Traduction certifiée conforme

ce 10e jour de janvier 2006.

 

 

Nathalie Boudreau, traductrice

 


RÉFÉRENCE :                                  2005CCI645

 

NOS DES DOSSIERS :                       2004-4547(IT)I et 2004-4548(IT)I

 

INTITULÉS :                                     MANUFAX HOLDINGS INC. ET SA MAJESTÉ LA REINE et

                                                          N. A. JOHNSON LTD. ET SA MAJESTÉ LA REINE

 

LIEU DE L’AUDIENCE :                   Vancouver (Colombie-Britannique)

 

DATE DE L’AUDIENCE :                 Le 7 septembre 2005

 

MOTIFS DU JUGEMENT PAR :       L’honorable juge Gerald J. Rip

 

DATE DU JUGEMENT :                   Le 3 octobre 2005

 

COMPARUTIONS :

 

Représentant des appelantes :

N. A. Johnson

Avocate de l’intimée :

Me Fiona Mendoza

 

AVOCATS INSCRITS AU DOSSIER :

 

       Pour les appelantes :

 

                   Nom :                            

                   Cabinet :

 

       Pour l’intimée :                            John H. Sims, c.r.
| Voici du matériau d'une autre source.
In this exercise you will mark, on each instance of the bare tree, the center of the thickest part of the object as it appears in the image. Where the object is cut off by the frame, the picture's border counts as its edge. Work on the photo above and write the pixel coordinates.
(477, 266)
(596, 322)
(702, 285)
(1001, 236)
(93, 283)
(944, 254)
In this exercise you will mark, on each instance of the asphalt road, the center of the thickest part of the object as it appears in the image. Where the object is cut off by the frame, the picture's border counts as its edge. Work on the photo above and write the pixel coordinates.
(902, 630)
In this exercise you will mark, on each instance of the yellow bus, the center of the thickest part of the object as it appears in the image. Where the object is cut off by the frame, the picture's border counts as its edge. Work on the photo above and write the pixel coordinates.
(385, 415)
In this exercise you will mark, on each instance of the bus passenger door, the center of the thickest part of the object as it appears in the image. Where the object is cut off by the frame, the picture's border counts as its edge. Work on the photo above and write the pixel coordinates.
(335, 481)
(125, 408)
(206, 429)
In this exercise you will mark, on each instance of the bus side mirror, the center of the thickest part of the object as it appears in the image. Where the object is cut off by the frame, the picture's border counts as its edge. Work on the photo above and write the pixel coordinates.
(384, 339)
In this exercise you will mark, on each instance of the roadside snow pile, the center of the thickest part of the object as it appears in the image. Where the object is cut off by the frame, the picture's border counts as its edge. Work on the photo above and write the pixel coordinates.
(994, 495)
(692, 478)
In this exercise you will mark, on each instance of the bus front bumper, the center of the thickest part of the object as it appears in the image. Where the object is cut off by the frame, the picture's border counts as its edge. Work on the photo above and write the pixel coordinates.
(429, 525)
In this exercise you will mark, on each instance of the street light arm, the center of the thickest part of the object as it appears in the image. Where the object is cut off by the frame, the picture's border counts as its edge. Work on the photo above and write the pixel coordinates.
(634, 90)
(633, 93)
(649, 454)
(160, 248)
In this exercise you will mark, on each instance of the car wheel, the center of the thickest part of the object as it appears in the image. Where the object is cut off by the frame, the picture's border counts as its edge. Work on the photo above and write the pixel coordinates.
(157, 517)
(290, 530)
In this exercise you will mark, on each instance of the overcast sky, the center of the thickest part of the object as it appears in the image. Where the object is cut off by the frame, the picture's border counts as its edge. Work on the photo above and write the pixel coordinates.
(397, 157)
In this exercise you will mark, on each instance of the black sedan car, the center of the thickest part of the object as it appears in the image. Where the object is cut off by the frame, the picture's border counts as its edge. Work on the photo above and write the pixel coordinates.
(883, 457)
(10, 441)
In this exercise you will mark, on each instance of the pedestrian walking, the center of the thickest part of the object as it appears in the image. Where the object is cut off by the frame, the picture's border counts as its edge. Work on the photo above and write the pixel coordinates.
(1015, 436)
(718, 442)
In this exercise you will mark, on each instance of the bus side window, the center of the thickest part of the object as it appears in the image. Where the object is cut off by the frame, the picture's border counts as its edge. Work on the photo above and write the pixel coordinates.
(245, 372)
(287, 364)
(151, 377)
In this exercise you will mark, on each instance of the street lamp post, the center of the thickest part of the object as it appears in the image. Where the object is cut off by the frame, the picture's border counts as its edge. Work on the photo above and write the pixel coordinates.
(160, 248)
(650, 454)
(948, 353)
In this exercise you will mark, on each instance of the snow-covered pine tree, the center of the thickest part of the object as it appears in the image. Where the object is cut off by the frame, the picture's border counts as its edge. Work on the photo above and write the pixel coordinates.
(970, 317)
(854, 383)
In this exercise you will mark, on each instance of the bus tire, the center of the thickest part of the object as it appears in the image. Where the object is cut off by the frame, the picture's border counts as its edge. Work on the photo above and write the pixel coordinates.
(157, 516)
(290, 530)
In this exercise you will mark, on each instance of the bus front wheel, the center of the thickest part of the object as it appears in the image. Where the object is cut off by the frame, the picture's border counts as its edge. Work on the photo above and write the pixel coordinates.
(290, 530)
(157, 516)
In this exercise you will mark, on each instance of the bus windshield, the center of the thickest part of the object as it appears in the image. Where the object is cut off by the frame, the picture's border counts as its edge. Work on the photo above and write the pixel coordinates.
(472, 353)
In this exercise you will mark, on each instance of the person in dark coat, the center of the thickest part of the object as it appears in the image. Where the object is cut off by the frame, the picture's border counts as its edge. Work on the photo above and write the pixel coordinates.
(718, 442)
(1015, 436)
                                                          Sous-procureur général du Canada

                                                          Ottawa, Canada



[1]               Voir le paragraphe suivant. Le paragraphe 227(9) impose une pénalité de 10 % sur les montants qui ne sont pas remis dans le délai prévu. Les pénalités imposées s’élevaient à 3 318,39 $ pour Manufax et à 1 518,19 $ pour N. A. Johnson. Toutefois, dans un communiqué de presse daté du 20 juin 2003, l’ADRC a annoncé que le taux de pénalité de 10 % allait être remplacé par des taux de pénalité progressifs de : 3 % pour les versements en retard de trois jours ou moins;  5 % pour les versements en retard de 4 ou de 5 jours; 7 % pour les versements en retard de 6 ou de 7 jours et 10 % pour les versements en retard de 8 jours ou plus. Il semblerait que l’ADRC ait tenu compte de la modification proposée lorsqu’elle a établi les cotisations à l’égard des appelantes parce qu’elle a appliqué le paragraphe 220(3.1) de la Loi, qu’on appelle « disposition d’équité ».

[2]               Selon la définition de « jour férié » qui se trouve au paragraphe 35(1) de la Loi d’interprétation (L.R.C., ch. I-23), les jours fériés comprennent les dimanches.

[3]               Voir Corp. de l'École Polytechnique c. Canada, 2004 CAF 127 au paragraphe 38.